Dehydration and Dry Mouth
Many people don’t realize that dry mouth and dehydration are also bad breath causes. In both cases, saliva flow slows way down. And when saliva flow reduces, you essentially lose your offensive line in the fight against halitosis.
Saliva not only helps wash away food particles, but it also contains proteins and minerals that neutralize acids and limit bacterial growth. And as you know by now, bacteria and leftover food particles cause bad breath like no other.
Less Common Causes of Bad Breath
Most of the bad breath causes I just mentioned are pretty straightforward. But sometimes, halitosis has a more hidden, but no-less serious cause. Other causes of bad breath include:
- Acid reflux
- Sinus infection or nasal polyps
- Throat or mouth cancer
- Digestive system and bowel disorders
- Liver disease
- Lung infection or lung cancer
If your persistent bad breath isn’t cured by a dental fix or changes to your diet, your dentist might refer you to a doctor or an otolaryngologist (ear, nose and throat specialist.)
Cures for Halitosis
Even though millions of other people suffer right along with you, halitosis is still embarrassing. Because of the stigma associated with it, chronic bad breath has ramifications on your personal and professional life. So, it’s safe to say you want a cure for your halitosis, and you want it now.

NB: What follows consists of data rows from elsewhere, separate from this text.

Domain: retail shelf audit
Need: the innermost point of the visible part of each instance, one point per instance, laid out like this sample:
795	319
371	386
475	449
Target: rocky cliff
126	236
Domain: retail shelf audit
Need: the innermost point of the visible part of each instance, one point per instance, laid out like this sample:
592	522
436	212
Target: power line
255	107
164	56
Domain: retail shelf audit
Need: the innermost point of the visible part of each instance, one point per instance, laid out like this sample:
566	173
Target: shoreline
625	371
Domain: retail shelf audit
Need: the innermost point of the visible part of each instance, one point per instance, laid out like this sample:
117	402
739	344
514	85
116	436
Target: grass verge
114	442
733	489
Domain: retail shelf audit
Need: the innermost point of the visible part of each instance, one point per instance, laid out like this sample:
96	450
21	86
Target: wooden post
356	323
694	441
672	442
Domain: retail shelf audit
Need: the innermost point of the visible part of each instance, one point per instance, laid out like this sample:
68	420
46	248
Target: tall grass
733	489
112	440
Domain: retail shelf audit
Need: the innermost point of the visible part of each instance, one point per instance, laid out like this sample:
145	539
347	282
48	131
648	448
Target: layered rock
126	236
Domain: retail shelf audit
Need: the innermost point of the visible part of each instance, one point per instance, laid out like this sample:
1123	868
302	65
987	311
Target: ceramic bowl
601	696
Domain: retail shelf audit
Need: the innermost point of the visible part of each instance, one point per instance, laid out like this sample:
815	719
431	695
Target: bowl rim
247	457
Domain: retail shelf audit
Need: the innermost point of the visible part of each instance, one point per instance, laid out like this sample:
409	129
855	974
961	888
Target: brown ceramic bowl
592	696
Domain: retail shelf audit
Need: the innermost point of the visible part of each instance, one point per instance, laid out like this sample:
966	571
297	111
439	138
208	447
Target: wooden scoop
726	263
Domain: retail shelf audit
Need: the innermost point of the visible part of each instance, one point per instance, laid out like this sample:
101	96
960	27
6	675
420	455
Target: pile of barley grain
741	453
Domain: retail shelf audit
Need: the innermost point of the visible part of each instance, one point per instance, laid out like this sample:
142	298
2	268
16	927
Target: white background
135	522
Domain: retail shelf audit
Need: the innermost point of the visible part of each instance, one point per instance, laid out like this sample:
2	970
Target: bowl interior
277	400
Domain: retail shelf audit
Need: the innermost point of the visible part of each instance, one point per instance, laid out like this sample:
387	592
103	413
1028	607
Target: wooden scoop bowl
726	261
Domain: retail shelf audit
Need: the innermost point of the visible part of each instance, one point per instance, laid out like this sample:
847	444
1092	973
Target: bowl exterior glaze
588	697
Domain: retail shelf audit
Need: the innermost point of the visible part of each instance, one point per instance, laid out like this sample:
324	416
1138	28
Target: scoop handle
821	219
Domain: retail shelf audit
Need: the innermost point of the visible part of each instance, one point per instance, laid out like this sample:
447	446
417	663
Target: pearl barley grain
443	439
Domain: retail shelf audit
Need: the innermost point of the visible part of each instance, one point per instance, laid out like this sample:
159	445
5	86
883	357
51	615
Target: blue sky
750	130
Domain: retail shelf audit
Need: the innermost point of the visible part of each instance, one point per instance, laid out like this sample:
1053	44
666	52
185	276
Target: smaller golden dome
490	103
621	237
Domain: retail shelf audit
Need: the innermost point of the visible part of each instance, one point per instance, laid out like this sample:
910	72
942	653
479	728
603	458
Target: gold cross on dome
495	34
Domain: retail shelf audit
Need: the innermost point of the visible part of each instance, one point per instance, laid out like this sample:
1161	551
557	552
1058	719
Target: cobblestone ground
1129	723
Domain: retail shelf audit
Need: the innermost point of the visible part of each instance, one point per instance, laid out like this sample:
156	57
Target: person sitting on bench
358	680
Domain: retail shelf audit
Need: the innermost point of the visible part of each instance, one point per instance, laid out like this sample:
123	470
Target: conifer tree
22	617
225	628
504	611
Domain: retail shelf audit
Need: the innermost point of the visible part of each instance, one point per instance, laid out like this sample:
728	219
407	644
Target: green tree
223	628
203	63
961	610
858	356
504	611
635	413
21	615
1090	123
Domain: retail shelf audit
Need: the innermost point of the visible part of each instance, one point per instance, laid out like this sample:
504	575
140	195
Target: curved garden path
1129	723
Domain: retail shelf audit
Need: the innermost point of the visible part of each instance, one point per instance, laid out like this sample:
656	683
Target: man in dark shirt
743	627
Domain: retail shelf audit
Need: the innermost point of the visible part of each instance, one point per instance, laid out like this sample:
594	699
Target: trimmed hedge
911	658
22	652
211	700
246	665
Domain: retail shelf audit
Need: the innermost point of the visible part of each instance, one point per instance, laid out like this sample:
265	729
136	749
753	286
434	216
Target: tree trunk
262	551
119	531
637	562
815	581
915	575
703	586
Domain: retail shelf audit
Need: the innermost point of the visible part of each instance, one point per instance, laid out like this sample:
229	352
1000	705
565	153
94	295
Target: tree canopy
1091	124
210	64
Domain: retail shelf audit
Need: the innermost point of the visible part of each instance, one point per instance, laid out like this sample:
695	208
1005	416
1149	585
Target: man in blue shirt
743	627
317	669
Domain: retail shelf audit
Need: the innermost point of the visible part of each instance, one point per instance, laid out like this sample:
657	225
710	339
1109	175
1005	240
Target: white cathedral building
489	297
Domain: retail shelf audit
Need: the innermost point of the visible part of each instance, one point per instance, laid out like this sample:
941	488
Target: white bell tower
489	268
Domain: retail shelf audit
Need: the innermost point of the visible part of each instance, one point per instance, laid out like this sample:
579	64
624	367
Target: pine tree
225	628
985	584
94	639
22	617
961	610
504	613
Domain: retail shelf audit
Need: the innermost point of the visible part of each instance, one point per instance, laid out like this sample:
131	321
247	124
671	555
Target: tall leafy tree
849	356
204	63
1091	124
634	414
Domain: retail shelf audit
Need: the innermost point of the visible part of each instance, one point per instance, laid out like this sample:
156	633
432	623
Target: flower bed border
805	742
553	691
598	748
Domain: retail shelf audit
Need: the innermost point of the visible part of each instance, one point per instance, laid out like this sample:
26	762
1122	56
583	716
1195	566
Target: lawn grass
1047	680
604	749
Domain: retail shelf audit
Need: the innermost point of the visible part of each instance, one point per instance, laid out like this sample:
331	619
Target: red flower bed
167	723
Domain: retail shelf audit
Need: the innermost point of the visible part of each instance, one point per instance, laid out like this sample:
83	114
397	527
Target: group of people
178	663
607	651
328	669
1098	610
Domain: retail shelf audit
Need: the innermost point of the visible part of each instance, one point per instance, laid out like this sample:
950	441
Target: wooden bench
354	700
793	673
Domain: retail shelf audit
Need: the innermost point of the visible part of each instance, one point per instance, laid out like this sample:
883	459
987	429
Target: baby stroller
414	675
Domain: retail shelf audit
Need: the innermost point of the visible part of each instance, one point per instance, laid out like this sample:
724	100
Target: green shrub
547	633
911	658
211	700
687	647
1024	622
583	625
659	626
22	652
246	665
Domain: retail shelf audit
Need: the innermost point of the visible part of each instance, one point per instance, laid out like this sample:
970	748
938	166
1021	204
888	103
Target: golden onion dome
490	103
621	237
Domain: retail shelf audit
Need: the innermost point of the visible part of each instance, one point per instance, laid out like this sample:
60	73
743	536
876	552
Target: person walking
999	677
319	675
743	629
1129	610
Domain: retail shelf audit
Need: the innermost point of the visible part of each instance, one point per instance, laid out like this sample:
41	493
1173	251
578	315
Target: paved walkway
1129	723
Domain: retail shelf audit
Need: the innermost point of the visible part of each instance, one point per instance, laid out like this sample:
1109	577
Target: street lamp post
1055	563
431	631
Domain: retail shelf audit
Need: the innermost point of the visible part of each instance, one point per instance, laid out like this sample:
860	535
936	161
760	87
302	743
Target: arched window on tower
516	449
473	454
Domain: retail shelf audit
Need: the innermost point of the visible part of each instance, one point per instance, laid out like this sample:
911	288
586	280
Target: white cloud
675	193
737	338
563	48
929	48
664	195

Dental hygiene cures for bad breath
- Brush for at least two minutes, two times a day using a soft toothbrush
- Floss daily
- Scrape or brush your tongue every time you brush
- Rinse with mouthwash
- Remove dentures and dental devices and clean them regularly
- Visit your dentist for regular cleanings
Lifestyle cures for bad breath
- Drink plenty of water
- Eat a diet low in fat and rich in fruits and vegetables
- If you have dry mouth, chew sugar-free gum or snack on sugar-free mints
- Avoid smoking
These are the simplest cures for bad breath. However, if you’ve tried everything above and nothing helps, visit your doctor for a thorough checkup. As always, if you have any questions or concerns about your oral health, talk to your dentist. He or she is aware of the latest studies and products to help you reach your healthiest smile.